We made the visit in August, spending several hours examining the records made available to us. Voluminous research publications on ecology, fragmentation and trail planning were provided. The only document relating to historic resources was a 1993 archeological review of historic assets found the much smaller Preserve that existed then. An interesting passage in this document advised that if archeological or historic sites identified by this or future studies were to be impacted by development of the Preserve these resources should be considered for listing on the National Register of Historic Places. Already determined eligible by the NYS Office of Parks, Recreation and Historic Preservation were the King’s Highway and Old State Road, among other sites. The much anticipated 1800s hand-drawn map mentioned by Mr. Hawver in the Enterprise article turned out to be a section of the 1767 Bleecker map of Manor Renselaerwick (sic).

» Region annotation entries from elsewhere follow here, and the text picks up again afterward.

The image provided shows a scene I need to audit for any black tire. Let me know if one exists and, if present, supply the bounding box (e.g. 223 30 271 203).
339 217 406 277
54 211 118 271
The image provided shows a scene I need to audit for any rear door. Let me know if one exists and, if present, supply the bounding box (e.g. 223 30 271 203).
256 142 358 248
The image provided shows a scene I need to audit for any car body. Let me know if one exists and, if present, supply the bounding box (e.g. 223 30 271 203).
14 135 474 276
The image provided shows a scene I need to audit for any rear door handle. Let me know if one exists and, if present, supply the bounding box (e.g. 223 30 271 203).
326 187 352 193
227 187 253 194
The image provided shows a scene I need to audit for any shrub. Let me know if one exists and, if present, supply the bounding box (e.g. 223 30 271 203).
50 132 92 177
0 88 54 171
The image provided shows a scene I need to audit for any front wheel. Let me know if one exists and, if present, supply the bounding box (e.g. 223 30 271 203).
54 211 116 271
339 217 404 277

The Enterprise article caught the attention of other concerned citizens. That, plus the dozen or so letters written by Brian Collins to a variety of historical societies and government agencies, resulted in more inquiries being made to the APBP Commission. This resulted in the Office of Parks, Recreation and Historic Preservation arranging a meeting that included two representatives from that office; Chris Hawver, Joel Hecht, and Erin Kinal (APBPC Education Program Director); Brian and me. This meeting was held at the end of August. Brian and I expressed our appreciation for the meeting and explained our concerns and requested actions.
We were told that the closed sections of Schoharie Road would not be re-opened as too extensive a process had been completed, including opportunities for public review and comment, for the RPVEV to be changed at this point. (Brian expressed the thought that people were continuing to use the latest closed section, including bicyclists and joggers, and that the trail’s history and heavy usage would make it very difficult to close.) We were told that signs would be designed and erected to educate the public about the historic roads, that the APBPC website would be updated to include additional information about the roads, and that the Willow Street trailhead kiosk will have interpretive information added regarding the historic roads. The OPRHP representatives said they would explore the possibility of the Schoharie Road being eligible for historic place designation.
We acknowledge the process by which the RPVEV was formulated, the ecological goals, and the measures they offered to increase awareness of the historic roads, but we believe a better balance between ecology and history needs to be established. We remain hopeful that further consideration will result in the closed sections being reopened and protected along with all other remaining remnants of historic roads.